Las condiciones del récord
El récord de Abbott fue registrado en condiciones de medición oficial con equipos de radar calibrados, en el contexto de competición profesional. No fue en un entrenamiento informal ni en una exhibición sin presión: fue en el entorno del softbol de alto nivel, donde la pitcher debe además controlar la dirección, el movimiento y el punto de liberación del lanzamiento.
La velocidad máxima de un pitcher es casi siempre el punto límite de un espectro en el que normalmente lanza más lento. Un pitch al 100% de potencia es más difícil de controlar. La habilidad de los mejores pitchers es ser capaces de acercarse a ese límite sin perder precisión.
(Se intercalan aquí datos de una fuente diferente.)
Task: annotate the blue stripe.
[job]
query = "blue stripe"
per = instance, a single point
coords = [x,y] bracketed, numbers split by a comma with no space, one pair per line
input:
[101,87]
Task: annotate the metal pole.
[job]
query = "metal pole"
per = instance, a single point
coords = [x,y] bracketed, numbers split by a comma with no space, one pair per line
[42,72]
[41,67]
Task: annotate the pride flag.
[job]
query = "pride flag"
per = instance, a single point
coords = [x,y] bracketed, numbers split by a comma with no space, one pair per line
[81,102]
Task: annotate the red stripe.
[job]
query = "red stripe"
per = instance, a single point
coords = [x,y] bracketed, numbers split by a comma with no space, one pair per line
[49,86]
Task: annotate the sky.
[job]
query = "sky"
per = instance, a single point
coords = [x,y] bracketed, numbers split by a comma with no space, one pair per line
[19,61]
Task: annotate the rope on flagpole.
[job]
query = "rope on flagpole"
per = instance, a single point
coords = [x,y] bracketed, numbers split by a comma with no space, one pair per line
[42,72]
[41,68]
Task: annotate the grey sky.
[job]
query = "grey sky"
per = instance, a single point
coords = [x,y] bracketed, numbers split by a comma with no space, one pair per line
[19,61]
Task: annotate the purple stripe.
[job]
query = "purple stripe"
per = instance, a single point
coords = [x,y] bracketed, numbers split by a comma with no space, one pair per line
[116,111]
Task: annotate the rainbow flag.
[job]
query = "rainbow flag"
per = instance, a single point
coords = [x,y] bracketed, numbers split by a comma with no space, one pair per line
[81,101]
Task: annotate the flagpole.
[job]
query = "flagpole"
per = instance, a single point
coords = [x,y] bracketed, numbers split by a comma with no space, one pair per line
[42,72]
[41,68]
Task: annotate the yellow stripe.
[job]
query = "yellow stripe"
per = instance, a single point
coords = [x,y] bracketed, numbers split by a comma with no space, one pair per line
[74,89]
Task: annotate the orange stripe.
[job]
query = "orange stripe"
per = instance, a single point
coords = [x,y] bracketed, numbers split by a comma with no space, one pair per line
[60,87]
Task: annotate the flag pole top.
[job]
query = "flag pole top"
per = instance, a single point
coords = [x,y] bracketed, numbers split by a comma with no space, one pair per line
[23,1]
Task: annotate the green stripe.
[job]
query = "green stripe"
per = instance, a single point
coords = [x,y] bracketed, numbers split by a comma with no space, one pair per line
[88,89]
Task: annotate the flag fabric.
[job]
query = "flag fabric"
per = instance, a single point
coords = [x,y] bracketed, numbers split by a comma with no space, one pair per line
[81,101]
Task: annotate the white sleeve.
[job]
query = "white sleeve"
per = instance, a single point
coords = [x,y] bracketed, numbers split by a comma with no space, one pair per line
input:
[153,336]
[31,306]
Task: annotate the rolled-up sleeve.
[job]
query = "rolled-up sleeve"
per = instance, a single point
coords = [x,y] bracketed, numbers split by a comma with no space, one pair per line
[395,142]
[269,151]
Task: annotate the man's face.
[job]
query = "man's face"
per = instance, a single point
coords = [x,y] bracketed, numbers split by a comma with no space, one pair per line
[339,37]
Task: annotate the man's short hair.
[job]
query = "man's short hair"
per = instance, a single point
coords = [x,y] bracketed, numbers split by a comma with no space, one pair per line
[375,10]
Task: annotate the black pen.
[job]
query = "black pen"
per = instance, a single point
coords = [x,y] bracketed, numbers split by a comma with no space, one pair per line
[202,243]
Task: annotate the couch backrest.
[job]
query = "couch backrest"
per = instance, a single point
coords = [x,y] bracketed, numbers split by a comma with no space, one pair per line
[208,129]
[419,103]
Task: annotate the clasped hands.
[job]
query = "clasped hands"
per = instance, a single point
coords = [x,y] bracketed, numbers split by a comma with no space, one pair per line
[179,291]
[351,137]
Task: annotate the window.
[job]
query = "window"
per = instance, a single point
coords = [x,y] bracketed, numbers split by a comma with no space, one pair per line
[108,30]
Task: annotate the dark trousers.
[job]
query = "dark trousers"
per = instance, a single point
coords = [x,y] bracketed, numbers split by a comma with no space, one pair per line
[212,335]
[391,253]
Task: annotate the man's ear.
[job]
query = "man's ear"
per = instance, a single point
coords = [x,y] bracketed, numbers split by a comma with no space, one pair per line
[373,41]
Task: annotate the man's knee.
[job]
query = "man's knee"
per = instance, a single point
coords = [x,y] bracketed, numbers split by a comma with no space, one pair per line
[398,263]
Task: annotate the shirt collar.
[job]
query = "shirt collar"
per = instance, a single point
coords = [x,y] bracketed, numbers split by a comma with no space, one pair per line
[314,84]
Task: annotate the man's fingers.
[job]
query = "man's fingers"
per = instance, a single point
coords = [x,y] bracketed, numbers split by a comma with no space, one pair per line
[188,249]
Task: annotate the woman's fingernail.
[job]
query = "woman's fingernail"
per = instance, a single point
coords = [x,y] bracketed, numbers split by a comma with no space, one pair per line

El récord en el contexto de la carrera de Abbott
Los 121,6 km/h de Abbott son la cima estadística de una carrera que ha sido excepcional en muchos otros aspectos. Pero más allá del número, lo que define el pitcheo de Abbott es la combinación de esa velocidad con el movimiento de su bola (especialmente su curva zurda, que se mueve hacia la derecha de las bateadoras derechas) y su changeup, que puede llegar 30-40 km/h más lento que el fastball con un gesto de lanzamiento prácticamente idéntico.
Los récords de velocidad son fascinantes. Pero en el softbol, como en cualquier deporte de lanzamiento, lo que hace verdaderamente a un pitcher inbateable no es solo la velocidad: es la combinación de velocidad, movimiento, control y variedad que hace que el bateador nunca sepa con certeza qué va a recibir en el siguiente pitch.
Abbott tiene todo eso. El récord de 121,6 km/h es solo el número más visible de una carrera que va mucho más allá de una estadística de velocidad.